Broken-windows theory applies to politics, too.
I know liberals hate any “This is how you got Trump” take
that strays beyond the comfortable notion that an army of racists, hypocritical
religious zealots, and gun nuts voted for him, but nothing in politics happens
in a vacuum. At an intensely populist moment on both the left and the right, a
moment when the healthy dislike of political dynasties had metastasized into an
almost lethal phobia about elites’ self-dealing, the Democratic party nominated
the poster child of self-dealing elites.
Donald Trump cast himself as a capitalist übermensch, who
transcended the rules of a corrupt system he boasted about being a part of. He
was one giant middle-finger to the norms, and he has invited a responding
counter-attack on norms — from journalists, judges, and, it seems, at least a
few FBI agents.
For instance, in a normal time, a man with his sordid
sexual history could never get near the Republican nomination, never mind the
presidency. But we live in a moment of whataboutist asininity when hypocrisy is
considered a worse sin than the actual transgressions we’re hypocritical about.
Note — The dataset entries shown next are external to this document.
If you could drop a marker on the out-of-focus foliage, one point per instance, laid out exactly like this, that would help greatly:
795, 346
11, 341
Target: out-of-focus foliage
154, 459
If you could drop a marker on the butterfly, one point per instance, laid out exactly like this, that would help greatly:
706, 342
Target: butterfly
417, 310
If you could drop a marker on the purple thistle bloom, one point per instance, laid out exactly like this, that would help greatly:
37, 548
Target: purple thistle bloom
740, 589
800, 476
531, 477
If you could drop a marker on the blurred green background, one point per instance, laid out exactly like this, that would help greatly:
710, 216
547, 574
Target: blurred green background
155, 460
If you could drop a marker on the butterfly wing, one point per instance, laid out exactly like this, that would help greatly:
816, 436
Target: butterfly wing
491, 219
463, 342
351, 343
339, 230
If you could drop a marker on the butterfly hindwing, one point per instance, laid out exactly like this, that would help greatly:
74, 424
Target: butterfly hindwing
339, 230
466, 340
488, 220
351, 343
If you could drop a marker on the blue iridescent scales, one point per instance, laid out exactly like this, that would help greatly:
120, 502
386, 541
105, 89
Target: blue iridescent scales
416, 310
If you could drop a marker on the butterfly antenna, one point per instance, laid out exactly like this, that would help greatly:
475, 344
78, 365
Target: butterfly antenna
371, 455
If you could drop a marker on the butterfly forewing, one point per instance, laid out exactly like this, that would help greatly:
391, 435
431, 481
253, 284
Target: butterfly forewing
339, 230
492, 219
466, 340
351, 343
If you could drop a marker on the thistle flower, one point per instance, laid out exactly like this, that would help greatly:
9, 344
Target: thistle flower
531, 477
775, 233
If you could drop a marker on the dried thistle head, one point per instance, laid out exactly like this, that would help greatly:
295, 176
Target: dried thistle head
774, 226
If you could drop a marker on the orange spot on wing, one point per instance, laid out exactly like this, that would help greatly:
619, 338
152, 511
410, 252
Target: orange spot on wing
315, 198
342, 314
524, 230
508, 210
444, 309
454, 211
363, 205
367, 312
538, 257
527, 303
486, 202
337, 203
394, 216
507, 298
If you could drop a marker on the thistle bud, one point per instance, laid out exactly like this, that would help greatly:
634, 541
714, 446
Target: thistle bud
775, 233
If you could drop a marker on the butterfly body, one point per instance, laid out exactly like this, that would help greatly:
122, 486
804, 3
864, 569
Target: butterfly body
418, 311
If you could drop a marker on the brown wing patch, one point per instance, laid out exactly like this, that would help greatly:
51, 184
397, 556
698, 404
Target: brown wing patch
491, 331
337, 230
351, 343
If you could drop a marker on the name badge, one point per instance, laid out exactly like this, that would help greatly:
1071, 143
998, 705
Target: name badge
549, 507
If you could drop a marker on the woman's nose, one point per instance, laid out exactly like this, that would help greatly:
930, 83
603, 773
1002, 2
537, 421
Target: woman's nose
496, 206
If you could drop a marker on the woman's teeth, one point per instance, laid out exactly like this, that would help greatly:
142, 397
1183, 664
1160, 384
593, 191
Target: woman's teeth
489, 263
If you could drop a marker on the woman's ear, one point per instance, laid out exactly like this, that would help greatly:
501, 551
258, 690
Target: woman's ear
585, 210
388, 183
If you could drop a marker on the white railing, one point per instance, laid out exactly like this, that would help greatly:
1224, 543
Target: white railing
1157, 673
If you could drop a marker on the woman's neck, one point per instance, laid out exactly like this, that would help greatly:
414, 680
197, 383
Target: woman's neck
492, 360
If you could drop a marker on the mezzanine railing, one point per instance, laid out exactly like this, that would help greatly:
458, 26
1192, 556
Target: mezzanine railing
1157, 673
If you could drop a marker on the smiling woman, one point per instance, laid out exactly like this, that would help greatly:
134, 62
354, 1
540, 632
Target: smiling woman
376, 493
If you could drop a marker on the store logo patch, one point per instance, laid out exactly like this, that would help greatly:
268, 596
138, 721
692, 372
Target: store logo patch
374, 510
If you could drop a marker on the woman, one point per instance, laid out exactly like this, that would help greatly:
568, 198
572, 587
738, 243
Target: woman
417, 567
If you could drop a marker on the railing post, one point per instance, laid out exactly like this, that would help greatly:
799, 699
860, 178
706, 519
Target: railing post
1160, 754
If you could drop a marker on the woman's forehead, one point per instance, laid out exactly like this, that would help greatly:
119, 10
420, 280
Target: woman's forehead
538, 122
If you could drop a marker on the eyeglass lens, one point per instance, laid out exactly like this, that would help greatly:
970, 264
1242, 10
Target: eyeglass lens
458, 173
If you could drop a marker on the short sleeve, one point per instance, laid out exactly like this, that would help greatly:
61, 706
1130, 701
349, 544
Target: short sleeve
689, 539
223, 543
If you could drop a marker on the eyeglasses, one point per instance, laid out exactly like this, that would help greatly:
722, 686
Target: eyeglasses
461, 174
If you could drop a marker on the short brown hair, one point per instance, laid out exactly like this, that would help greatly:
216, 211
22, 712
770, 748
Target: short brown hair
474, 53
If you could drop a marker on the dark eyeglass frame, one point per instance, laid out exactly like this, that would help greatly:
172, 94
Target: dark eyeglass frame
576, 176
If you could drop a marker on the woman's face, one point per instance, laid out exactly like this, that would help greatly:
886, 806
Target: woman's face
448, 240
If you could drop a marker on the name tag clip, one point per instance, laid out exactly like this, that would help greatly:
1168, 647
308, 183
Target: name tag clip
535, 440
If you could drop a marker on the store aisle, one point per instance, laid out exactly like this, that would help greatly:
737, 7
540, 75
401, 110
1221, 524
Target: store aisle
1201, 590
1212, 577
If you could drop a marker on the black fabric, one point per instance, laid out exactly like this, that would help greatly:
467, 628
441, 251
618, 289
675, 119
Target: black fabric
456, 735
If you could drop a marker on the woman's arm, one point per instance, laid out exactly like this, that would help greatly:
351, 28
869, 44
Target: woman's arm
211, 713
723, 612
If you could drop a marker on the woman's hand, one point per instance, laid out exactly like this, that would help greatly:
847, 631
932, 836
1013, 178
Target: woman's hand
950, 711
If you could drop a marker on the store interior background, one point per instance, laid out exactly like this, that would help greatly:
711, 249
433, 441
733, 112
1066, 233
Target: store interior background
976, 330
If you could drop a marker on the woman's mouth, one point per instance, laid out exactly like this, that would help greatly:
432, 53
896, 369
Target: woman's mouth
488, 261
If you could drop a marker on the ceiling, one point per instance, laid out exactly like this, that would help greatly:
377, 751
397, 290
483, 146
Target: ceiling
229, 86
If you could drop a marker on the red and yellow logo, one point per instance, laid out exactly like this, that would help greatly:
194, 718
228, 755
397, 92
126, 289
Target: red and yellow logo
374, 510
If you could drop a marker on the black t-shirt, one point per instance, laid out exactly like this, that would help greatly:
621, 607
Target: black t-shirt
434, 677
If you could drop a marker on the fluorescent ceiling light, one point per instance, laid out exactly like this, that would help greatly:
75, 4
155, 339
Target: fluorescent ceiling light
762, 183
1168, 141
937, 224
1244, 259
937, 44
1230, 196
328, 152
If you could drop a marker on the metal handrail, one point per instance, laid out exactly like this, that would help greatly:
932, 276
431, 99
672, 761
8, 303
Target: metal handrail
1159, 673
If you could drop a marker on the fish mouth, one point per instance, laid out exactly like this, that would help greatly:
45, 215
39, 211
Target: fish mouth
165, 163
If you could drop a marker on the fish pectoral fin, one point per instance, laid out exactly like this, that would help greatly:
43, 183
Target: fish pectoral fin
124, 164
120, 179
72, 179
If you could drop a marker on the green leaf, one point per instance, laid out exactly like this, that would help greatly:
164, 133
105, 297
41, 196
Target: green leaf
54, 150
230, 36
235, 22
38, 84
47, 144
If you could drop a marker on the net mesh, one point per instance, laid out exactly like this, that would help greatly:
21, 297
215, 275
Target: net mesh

It’s as if a murderer, who had a history of preaching against murder, is seen
as more of a villain for violating his principles than for killing someone. No
wonder Donald Trump could neutralize his transgressions simply by pointing to
Bill’s. The common denominators cancelled out the numerators. The process of
erosion didn’t end with Hillary’s defeat — it spread. It may feel like ancient
history now, but, fairly recently, avowed Evangelical Christians were defending
Roy Moore’s preying on teenage girls for the simple reason that the norms had
broken from their moorings.
The Contagion
Spreads
So now we have Trump, whose single most important mandate
was to not be Hillary Clinton. And, because that choice must be psychologically
ratified, the single greatest sin in the new Church of the Right is a failure
to cheer at whatever the man does. That is why a traditional and principled
conservative such as Mark Sanford lost in his primary and why Jeff Flake has
been pelted from the public stage. That is why the head of the RNC, a woman who
dropped “Romney” as her middle name because it vexed the boss, proclaims:
“Complacency is our enemy. Anyone that does not embrace the @realDonaldTrump
agenda of making America great again will be making a mistake.” That is why
countless pundits wave off criticism of Trump’s preening over dictators and murderers
by attacking the alleged motives of those who offer the criticism. It is why
Trump’s blinkered views on trade have been subsumed into a larger argument
about the culture war.
Point out that no reputable economist thinks we lose
money from trade deficits the way Trump constantly insists, and the retort is,
“Why don’t you want to make America great again?” Hell, I could say “two plus
two equals four,” and if that were somehow inconvenient to the president, the
immediate response would be, “I’d expect a Never Trumper to say that.” Point
out that Trump Inc. is making money off the presidency in ways that would make
the Clintons green with envy, and the reply is either eye-rolling or a fecal
fog of whataboutism.
To paraphrase Nietzsche: Norms are for losers. Fighters
make their own norms. Unity is the creed of MAGA, and its mantra of the One
True Prophet is the order of the day. And if that means supporting a
white-nationalist wannabe for the Senate, so be it. Campus conservatives used
to define their intellectual rebelliousness by their support for certain ideas,
now some define it chiefly by their fawning over a single politician.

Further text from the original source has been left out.